Dexaïe (Espagne) ****

 

Domaine créé en 2023 par Emmanuel Campana et Carmen de la Pascua, qui se sont rencontrés au Chili. Le domaine est à Navarrevisca, sur la partie Est de la Sierra de Gredos. Sols granitiques, environ 1000m d'altitude.

"les parcelles sont vinifiées séparément, en conservant les rafles pour la plupart des grappes et en les recouvrant de raisins égrappés. Les raisins sont ensuite foulés aux pieds et laissés à fermenter et à macérer avec les peaux pendant un à deux mois. Après un pressurage rapide, le jus est élevé en fûts de chêne neutres, puis assemblé et élevé dans des cuves de chêne plus grandes pendant une durée pouvant aller jusqu'à deux ans. « Alto Alberche » est un vin de style villageois, issu de raisins provenant de trois ou quatre autres vignerons, en plus de leurs propres vignes." Thatcher's Wine

 

 

Domaine Dexaïe, Alto Alberche 2023 Sierra de Gredos DOP Cebreros : Couleur claire, nez très grenache, fruits rouges et floral, élégant, encore assez simple.
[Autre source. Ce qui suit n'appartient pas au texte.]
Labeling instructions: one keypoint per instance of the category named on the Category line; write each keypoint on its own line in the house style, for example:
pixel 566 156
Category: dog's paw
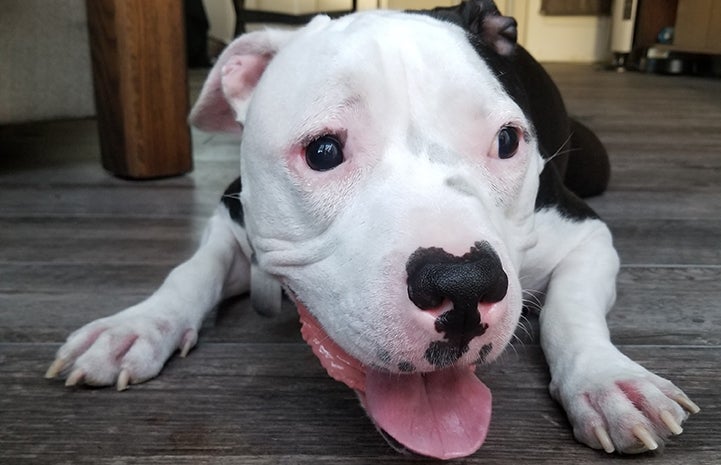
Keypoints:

Jolie bouche, beau fruité, floral, les 14% ne se sentent pas, bonne acidité, et des tannins encore un peu présents qui allongent, un style vertical, qui fait penser à un nebbiolo, pur et assez long, caillouteux, un poil moins infusé qu'un Comando G mais on en est pas très loin dans le style. Le lendemain le vin a gagné en rondeur. TB+.

 

6 janvier 2026

Baravéou (La Cadière d'Azur) ****

 

Domaine de 5ha créé par Jean-Philippe Fourney, qui a défriché et planter sur les vieilles restanques de la Cadière d'Azur à partir de 2011. Il s'occupe en parallèle des vignes de Tempier, La Suffrène et Vannières. Il produit un rouge et un rosé.

 

 

Baravéou, Bandol rouge 2020 : (majorité mourvèdre) Couleur sombre, contours encore violacés. Nez très fruité, cassis surtout, légèrement chocolaté et garrigue. Bouche avec du fruit, des herbes, de la pureté, de la puissance (15%), des tanins fins enrobés par l'alcool, très long, encore jeune. TB.